The ruby material covered some neat corners of the language like the method_missing method, which operates like python’s getattr. Here’s a toy example of how it can be used:

irb(main):005:0> class C
irb(main):006:1> def foo
irb(main):007:2> 1
irb(main):008:2> end
irb(main):009:1> end
=> nil
irb(main):010:0> c = C.new
=> #
irb(main):011:0> c.foo
=> 1
irb(main):012:0> class C
irb(main):013:1> def method_missing(m, *args)
irb(main):014:2> puts "you tried to call a method #{m}"
irb(main):015:2> end
irb(main):016:1> end
=> nil
irb(main):017:0> c.baz
you tried to call a method baz
=> nil
irb(main):018:0>

Incidentally, note how I added a new method to class C after I originally defined it. That’s a cute trick in ruby. I can imagine a lot of nasty misuses of that, but I think the “we’re all consenting adults” rule should apply. And when a class has dozens of methods, it might be helpful to divide them across different files.

We talked about currying as well, in the context of F#. I tend to use currying in this scenario:

  • I recognize that two separate functions could be refactored to be a single function with a whole bunch more parameters;
  • I remake the original functions as curried versions of the new super function.

In other words, if I already have two methods, like paint_it_red(it) and paint_it_green(it), it’s trivial to realize I could write a paint_it_some_color(it, color) and then replace the original paint_it_red with a curried version.

I found this really useful when it isn’t just a single parameter I’m fixing to a constant value, but maybe a whole bunch.

Apparently, Ruby will add currying support in 1.9. I tried to see if I could “fake it” in the irb interpreter, but I just made a mess:

irb(main):036:0> def f(a, b)
irb(main):037:1> a + b
irb(main):038:1> end
=> nil

Nothing interesting so far. f adds its two parameters. So now I’m going to try to make a new function that returns a version of function f with the first parameter a set to fixed value:

irb(main):046:0> def curried_f(a)
irb(main):047:1> def g(b)
irb(main):048:2> a+b
irb(main):049:2> end
irb(main):050:1> return g
irb(main):051:1> end
irb(main):053:0> curried_f(1)
ArgumentError: wrong number of arguments (0 for 1)
from (irb):50:in `g’
from (irb):50:in `curried_f’
from (irb):53
from :0

The problem (I think) stems from how in Ruby, if I just type the name of the function, the function gets called.

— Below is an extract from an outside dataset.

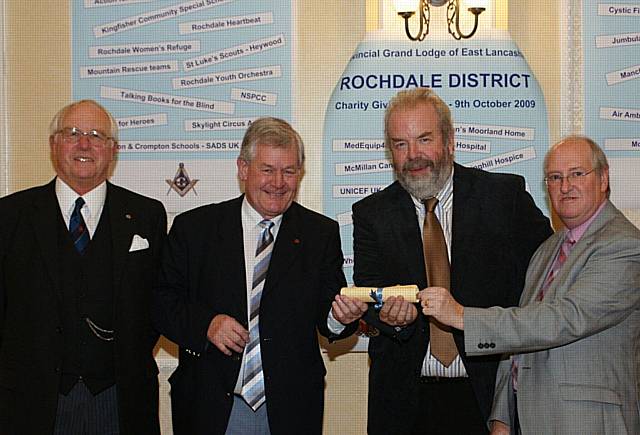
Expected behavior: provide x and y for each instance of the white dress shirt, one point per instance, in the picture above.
(92, 208)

So in line 50, when I’m trying to return a reference to the new function I just created, Ruby evaluates the result of calling g without giving it any parameters.

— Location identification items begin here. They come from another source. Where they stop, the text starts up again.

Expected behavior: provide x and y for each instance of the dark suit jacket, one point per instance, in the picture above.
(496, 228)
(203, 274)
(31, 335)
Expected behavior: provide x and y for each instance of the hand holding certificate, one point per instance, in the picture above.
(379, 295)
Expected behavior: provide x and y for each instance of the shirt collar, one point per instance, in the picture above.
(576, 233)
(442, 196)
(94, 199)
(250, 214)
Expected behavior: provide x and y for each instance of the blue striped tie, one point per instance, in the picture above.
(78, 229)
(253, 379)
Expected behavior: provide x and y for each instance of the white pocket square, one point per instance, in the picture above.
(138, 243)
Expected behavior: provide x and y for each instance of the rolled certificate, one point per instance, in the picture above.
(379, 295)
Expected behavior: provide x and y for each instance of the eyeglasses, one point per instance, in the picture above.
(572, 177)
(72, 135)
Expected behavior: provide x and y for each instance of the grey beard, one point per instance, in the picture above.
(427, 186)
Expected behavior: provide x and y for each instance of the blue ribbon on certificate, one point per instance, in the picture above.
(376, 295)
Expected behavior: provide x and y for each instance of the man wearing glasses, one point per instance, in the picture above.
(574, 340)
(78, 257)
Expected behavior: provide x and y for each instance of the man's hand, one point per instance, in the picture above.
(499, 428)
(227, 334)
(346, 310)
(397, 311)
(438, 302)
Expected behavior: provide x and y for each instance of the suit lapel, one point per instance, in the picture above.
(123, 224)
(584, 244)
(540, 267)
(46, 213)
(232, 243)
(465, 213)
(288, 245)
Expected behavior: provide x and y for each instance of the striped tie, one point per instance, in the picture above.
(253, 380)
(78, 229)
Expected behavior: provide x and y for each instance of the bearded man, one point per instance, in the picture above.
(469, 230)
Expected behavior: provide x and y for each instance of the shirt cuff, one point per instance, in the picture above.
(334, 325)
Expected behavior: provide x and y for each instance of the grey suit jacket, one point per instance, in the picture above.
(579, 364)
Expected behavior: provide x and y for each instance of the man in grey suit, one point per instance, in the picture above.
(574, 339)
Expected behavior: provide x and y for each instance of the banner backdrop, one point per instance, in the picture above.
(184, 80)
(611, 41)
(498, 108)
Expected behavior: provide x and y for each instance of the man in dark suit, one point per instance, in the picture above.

I bet I’m doing something very un-ruby-tastic with this approach. I’m probably supposed to leverage those anonymous blocks instead.

F# looks really interesting. It supports all those weird prolog/erlang/haskell-style features like single assignment, pattern matching, and optimal tail-call recursion, with the benefit of having access to the .NET libraries as well.

One of the best professors I studied under made a remark that in COBOL, you think for five minutes and then type for two hours, but in prolog, you think for two hours, and then type for five minutes. I agree. I have learned a lot of languages, but I haven’t gotten any smarter. I’m just learning how to map my thoughts into notation much more quickly.

I would love to have the time and reason to do a project with F#. I think I’ll start by installing mono and messing around.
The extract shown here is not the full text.